Pero los perros eran reales, porque varios vecinos también los vieron, e incluso llegaron a morder a dos hombres que pretendieron alejarlos de la puerta. Cuando llegó el cura de la parroquia de la Soledad a la vieja casa, el señor no se atrevió, y no dio para ello ninguna razón, a traspasar el dintel de aquella puerta, que en esos momentos estaban libres de las negras fieras guardianas. “A mí me dio vergüenza por el padrecito, quién sabe qué haya sentido”, dijo después Angélica.

Un día, la hermana de Fernando alcanzó a ver a una anciana en la parada del camión, y su rostro le pareció tan familiar que se dio cuenta de que se trataba de la mismísima Cuquita, la despechada bruja que le echó la maldición a Fernando, y la encaró. “No te metas, que puedes salir tú también perjudicada”, le gruñó aquella mujer que apenas un mes antes tenía un rostro hermoso y una figura que muchas le envidiaban en el barrio. “No te metas.
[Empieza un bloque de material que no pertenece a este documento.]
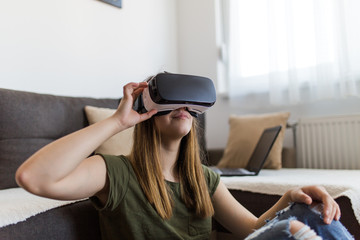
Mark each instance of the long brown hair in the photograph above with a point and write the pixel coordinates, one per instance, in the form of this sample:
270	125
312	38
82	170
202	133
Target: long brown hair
145	158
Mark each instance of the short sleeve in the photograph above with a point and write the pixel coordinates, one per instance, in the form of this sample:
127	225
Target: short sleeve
118	175
212	179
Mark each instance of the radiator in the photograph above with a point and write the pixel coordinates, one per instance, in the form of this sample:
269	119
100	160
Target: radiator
328	142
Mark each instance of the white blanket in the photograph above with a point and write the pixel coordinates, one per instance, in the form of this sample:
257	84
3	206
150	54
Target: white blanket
17	205
277	182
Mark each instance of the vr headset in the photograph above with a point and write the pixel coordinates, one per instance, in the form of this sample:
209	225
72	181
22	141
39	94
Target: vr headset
168	91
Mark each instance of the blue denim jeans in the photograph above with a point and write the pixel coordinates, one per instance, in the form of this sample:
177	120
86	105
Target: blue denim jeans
279	227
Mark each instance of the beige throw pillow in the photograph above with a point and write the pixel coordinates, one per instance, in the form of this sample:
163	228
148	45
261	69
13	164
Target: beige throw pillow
245	132
119	144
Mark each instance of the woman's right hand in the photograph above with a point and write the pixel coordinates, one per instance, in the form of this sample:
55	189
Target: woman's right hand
125	115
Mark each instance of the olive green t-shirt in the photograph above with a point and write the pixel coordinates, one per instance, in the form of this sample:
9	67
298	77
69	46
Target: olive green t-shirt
128	214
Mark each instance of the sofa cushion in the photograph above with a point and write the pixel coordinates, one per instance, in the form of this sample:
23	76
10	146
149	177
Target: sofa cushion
244	134
29	121
119	144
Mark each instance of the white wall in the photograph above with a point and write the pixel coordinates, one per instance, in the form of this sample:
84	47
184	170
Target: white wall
85	47
88	48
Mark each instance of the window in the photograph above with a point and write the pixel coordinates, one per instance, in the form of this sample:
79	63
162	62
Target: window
294	50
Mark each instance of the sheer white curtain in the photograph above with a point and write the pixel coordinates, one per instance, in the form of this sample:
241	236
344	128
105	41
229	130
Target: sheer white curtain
294	50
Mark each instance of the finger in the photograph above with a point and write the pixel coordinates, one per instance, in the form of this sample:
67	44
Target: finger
338	212
302	197
329	209
147	115
129	88
140	88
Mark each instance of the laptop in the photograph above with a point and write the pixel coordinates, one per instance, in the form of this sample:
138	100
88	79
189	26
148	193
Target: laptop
257	158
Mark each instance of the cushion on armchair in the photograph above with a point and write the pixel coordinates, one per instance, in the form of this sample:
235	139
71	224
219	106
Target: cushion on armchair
29	121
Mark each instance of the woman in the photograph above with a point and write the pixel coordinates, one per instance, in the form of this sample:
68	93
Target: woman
161	191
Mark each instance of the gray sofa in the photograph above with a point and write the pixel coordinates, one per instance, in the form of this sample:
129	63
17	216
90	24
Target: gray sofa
29	121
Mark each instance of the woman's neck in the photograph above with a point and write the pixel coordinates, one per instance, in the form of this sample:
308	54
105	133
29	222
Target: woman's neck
169	153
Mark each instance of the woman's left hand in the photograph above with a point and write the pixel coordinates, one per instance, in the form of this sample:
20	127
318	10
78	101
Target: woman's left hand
311	194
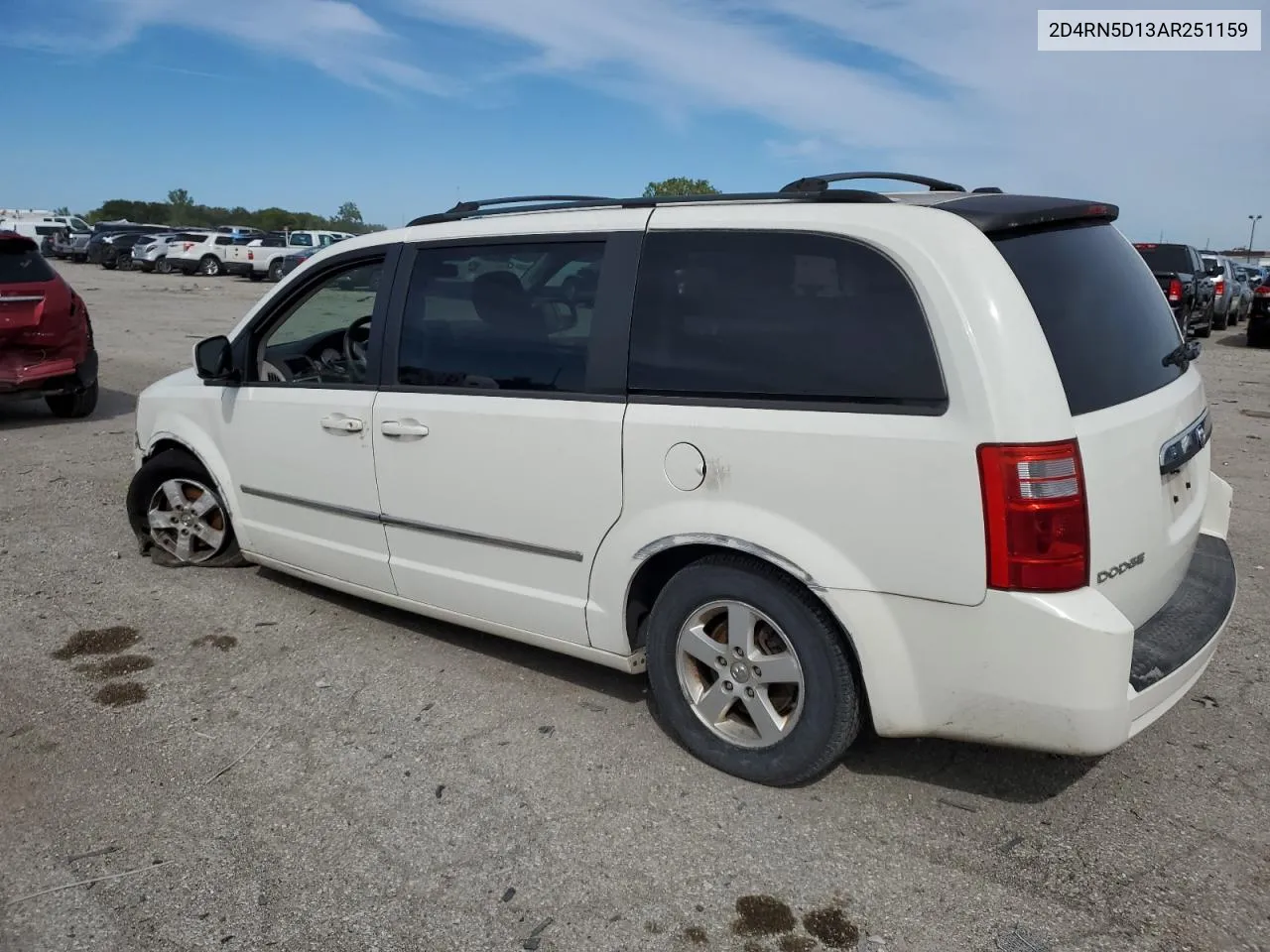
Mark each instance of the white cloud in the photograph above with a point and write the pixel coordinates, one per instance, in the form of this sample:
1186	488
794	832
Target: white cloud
1152	132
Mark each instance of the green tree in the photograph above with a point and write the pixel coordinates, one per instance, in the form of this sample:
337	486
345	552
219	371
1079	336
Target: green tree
349	212
680	186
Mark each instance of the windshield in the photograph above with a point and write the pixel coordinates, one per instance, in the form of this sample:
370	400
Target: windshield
1106	321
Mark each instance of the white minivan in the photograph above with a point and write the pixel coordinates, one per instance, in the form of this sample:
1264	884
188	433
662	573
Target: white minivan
938	461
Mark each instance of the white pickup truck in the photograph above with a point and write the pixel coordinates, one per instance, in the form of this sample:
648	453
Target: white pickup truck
262	257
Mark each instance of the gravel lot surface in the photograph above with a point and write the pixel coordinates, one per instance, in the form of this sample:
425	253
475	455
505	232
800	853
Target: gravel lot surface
318	774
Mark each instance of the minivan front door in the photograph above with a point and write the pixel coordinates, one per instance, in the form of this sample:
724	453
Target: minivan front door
298	434
497	442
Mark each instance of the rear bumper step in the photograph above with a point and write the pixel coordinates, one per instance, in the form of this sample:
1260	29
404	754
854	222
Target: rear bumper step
1191	619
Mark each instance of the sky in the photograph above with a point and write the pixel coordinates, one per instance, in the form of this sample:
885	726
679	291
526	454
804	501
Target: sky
405	105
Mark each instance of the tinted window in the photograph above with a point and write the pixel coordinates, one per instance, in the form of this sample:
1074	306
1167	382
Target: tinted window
1102	312
778	316
1169	258
500	316
21	263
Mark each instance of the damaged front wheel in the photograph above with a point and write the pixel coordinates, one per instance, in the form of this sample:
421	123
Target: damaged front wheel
178	515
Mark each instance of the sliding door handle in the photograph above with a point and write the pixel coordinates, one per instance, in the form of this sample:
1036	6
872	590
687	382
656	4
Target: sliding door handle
338	422
403	428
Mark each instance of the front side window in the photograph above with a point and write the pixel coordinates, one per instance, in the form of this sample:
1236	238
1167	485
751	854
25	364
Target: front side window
783	316
500	316
322	338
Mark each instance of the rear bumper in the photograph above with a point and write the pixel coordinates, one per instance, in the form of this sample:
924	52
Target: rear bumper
21	380
1060	673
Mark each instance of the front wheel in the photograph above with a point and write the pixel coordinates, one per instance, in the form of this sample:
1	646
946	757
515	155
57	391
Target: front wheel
749	673
176	509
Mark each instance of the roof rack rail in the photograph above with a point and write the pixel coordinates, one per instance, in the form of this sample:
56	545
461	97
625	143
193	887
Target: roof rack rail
821	182
548	203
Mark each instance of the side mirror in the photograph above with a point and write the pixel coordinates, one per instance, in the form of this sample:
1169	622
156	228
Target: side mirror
213	359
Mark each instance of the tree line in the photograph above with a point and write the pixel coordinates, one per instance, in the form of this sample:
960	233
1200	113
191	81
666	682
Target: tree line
182	209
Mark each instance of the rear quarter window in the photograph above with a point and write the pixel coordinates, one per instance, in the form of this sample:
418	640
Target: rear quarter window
1101	309
19	263
779	316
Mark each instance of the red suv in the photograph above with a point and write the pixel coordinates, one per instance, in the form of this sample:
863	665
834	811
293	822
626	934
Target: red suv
46	339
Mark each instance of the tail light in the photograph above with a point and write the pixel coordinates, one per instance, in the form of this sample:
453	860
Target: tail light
1035	517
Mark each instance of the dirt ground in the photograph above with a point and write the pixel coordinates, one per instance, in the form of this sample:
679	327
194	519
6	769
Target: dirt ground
263	765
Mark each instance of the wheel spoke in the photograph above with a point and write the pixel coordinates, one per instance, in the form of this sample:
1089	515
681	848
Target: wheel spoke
714	703
699	645
771	725
203	504
212	537
160	520
740	627
779	669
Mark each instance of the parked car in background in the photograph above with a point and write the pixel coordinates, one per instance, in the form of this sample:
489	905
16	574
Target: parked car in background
117	253
151	254
1219	272
1180	273
1259	315
203	255
266	254
46	336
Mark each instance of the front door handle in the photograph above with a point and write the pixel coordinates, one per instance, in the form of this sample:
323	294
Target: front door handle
403	428
339	422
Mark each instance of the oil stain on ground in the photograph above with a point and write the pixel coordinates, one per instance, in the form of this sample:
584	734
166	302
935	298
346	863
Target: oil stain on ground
116	666
832	928
222	642
762	915
98	642
121	693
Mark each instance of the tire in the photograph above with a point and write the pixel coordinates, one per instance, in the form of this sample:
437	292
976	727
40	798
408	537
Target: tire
1207	325
151	490
822	716
73	407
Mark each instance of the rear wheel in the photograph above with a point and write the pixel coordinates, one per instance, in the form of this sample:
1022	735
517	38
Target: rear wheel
749	673
72	407
176	509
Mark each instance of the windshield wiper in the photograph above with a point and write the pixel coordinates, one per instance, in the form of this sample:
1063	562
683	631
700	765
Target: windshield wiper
1183	354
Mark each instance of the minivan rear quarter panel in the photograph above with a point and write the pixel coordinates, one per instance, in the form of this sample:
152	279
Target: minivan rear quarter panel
856	498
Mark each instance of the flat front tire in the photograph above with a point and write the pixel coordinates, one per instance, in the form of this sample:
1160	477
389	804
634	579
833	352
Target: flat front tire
749	673
177	512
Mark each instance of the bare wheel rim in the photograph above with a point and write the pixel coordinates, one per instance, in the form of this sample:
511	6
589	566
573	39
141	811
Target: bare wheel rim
739	674
187	521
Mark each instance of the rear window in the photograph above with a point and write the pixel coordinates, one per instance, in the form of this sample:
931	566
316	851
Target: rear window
21	263
1167	258
1106	321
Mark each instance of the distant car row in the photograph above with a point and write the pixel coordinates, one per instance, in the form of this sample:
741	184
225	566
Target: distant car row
1209	291
245	252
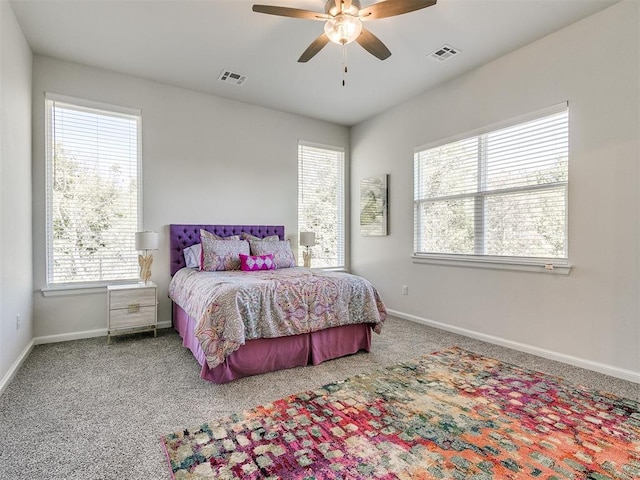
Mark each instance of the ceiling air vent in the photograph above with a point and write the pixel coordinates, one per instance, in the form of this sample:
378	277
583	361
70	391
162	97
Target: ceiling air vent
444	53
228	76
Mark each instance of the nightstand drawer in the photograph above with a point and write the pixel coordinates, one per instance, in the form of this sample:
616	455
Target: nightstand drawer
131	308
131	318
124	298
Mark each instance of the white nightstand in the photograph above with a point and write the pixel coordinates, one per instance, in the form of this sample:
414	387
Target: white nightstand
131	308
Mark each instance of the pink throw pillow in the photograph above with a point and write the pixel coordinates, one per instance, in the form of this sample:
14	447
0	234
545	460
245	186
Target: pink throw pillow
251	263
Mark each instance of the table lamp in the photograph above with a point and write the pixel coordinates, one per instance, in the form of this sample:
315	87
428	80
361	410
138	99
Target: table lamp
146	241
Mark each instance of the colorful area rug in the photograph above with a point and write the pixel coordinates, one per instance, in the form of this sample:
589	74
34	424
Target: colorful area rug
450	415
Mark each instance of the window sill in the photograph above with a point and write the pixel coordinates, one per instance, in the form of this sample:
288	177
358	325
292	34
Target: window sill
80	289
493	264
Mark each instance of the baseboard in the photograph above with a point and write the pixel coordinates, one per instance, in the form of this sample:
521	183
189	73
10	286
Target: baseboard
16	366
621	373
101	332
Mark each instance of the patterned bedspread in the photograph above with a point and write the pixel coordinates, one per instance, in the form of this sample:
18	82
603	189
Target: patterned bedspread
231	307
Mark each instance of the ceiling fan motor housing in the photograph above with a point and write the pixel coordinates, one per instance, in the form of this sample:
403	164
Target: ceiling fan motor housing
332	9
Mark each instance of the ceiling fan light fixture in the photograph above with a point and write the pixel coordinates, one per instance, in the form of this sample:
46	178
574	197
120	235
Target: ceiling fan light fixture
343	28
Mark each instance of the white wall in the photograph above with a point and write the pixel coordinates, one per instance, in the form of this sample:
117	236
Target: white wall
205	160
16	277
593	314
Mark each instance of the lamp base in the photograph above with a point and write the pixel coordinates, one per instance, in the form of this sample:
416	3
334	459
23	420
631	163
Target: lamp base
306	256
145	262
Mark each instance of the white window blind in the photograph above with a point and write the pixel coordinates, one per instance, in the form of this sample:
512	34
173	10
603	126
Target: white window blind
501	194
321	202
93	192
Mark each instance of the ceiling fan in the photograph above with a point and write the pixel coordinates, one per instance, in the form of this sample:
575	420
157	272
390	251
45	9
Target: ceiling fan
344	22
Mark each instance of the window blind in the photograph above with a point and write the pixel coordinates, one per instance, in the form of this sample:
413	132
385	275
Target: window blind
321	202
502	193
93	193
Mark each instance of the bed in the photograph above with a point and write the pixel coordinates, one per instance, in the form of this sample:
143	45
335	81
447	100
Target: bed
225	356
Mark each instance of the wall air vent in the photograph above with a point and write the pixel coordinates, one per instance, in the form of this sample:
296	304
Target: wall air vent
228	76
444	53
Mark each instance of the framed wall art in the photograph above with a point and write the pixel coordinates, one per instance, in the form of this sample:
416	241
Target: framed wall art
373	206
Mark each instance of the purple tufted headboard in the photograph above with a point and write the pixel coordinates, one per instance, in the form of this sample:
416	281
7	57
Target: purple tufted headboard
182	236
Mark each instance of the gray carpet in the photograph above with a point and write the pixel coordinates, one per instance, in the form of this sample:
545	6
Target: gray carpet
86	410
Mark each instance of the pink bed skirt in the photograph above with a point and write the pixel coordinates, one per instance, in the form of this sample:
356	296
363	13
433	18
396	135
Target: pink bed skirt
271	354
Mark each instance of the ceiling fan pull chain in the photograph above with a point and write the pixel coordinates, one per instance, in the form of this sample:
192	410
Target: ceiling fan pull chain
344	63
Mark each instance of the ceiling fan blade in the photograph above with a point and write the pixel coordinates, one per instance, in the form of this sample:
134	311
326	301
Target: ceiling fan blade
290	12
389	8
314	48
373	45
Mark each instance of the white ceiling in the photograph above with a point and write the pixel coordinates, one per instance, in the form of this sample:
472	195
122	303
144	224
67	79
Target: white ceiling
188	43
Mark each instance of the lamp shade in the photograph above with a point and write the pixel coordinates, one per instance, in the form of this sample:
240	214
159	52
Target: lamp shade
307	239
146	240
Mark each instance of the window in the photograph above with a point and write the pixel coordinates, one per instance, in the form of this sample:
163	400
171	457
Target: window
93	191
321	194
498	196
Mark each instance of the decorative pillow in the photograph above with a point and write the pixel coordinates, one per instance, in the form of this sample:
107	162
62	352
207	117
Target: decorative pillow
222	254
252	238
250	263
213	236
281	250
192	255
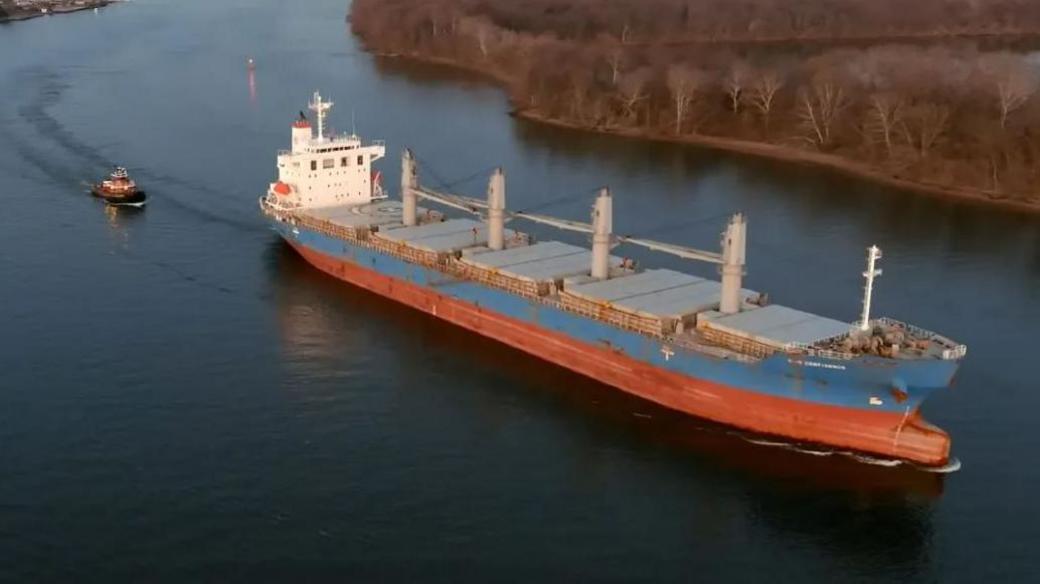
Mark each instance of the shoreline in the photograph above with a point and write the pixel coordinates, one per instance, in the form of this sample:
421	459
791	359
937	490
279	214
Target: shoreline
68	9
734	146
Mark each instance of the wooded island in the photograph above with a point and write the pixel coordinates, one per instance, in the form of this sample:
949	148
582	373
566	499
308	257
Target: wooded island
937	95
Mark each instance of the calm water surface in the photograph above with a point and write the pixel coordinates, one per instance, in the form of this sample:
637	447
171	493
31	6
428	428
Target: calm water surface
183	398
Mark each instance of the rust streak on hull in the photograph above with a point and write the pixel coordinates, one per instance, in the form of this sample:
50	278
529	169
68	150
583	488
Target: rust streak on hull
886	434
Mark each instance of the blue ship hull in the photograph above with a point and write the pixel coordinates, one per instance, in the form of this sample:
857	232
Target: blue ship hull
876	400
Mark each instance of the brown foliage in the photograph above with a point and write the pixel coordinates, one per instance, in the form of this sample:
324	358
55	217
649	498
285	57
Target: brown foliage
939	112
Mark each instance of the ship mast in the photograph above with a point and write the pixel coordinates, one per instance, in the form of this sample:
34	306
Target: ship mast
320	109
873	255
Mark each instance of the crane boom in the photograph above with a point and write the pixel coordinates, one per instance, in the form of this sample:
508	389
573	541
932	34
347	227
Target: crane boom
475	207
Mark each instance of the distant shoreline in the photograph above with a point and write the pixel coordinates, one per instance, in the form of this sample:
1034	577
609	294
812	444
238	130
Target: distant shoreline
62	9
756	149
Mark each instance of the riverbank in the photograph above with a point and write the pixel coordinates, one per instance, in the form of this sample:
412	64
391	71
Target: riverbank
747	148
59	7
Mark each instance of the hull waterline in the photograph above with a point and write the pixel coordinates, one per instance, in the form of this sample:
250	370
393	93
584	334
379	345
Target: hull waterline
882	433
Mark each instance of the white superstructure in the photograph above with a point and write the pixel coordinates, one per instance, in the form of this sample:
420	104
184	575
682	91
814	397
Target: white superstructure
325	170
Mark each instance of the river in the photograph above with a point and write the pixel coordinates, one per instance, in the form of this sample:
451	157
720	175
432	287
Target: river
183	398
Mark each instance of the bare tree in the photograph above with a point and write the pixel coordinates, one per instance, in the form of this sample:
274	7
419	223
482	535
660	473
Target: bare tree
1014	80
632	90
683	83
819	108
884	114
763	91
924	124
735	83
Fernando va a morir con dolores que lo volverán loco, pero yo contra ti no tengo nada, apártate”.

Seis meses sufrió Fernando algo que sólo él supo, y al cabo de ese tiempo, un día la habitual expresión dolorida de su rostro se esfumó, y murió tranquilo. “Aquellos perros que nunca nos dejaron pasar al cuarto de mi hermano, dejaron la casa y ya nunca más se les vio por aquí”.